General Recommendations
-----------------------
.. note:: Whatever the size of your organization, always keep one thing in mind:
the amount of data stored in ownCloud will only grow. Plan ahead.
The amount of data stored in an ownCloud instance continually grows. Plan ahead.
Consider setting up a scale-out deployment, or using Federated Cloud Sharing to
keep individual ownCloud instances to a manageable size.
.. comment: Federating instances seems the best way to grow organically in
an enterprise. A lookup server to tie all the instances together under a
single domain is being worked on.
* Operating system: Linux.
* Webserver: Apache 2.4.
* Database: MySQL/MariaDB.
* PHP 5.5+. PHP 5.4 is the minimum supported version; note that it reached
end-of-life in September 2015 and is no longer supported by the PHP team.

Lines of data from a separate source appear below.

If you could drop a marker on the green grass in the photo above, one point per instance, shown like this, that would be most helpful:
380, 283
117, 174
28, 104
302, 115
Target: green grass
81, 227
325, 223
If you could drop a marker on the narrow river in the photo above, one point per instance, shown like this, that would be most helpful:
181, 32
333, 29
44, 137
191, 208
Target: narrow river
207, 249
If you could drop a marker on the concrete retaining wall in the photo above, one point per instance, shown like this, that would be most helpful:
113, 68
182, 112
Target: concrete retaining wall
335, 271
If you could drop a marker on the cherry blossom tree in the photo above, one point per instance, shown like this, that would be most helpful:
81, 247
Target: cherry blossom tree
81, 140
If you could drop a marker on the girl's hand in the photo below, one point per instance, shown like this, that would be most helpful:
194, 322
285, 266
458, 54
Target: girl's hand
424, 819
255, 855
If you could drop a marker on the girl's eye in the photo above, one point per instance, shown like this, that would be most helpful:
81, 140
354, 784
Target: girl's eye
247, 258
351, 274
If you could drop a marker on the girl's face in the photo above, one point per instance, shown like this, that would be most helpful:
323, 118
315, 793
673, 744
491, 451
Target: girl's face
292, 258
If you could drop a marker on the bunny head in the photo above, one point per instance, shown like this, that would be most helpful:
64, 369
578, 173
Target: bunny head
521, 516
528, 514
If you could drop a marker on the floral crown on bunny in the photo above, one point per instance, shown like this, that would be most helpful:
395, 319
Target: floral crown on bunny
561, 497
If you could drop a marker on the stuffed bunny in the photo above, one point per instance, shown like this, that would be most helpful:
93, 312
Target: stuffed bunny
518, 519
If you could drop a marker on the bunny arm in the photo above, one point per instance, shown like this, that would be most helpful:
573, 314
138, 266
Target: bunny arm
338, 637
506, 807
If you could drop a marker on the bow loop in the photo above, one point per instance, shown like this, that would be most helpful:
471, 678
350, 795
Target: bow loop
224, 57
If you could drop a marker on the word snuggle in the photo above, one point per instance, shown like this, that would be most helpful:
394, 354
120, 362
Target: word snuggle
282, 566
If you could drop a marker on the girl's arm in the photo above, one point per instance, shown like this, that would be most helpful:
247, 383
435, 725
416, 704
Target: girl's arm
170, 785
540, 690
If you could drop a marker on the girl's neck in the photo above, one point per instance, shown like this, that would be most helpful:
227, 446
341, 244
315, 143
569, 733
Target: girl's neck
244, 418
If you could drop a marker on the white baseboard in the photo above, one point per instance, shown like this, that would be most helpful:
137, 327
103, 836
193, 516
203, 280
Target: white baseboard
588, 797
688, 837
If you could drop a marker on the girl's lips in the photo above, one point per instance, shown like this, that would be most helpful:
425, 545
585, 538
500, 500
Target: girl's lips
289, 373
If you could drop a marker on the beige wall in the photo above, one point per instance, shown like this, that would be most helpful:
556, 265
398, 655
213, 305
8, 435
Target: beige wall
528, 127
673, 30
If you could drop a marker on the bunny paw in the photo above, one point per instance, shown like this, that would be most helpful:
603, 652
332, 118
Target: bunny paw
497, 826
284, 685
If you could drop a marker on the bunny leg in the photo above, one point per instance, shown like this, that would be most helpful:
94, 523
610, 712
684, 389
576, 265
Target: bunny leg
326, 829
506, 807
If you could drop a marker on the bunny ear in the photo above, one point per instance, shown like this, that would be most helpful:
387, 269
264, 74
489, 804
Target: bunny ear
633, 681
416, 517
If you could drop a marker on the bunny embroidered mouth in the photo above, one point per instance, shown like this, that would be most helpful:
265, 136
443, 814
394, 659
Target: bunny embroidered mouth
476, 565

Some Linux vendors, such as Red Hat, still support PHP 5.4.
5.6+ is recommended. ``mod_php`` is the recommended Apache module because it
provides the best performance.
.. comment: mod_php is easier to set up, php-fpm with apache event MPM seems to
scale better under load and limited RAM restrictions:
http://blog.bitnami.com/2014/06/performance-enhacements-for-apache-and.html
Small Workgroups or Departments
-------------------------------
* Number of users
Up to 150 users.
* Storage size
100 GB to 10TB.
* High availability level
Zero-downtime backups via Btrfs snapshots, component failure leads to
interruption of service. Alternate backup scheme on other filesystems:
nightly backups with service interruption.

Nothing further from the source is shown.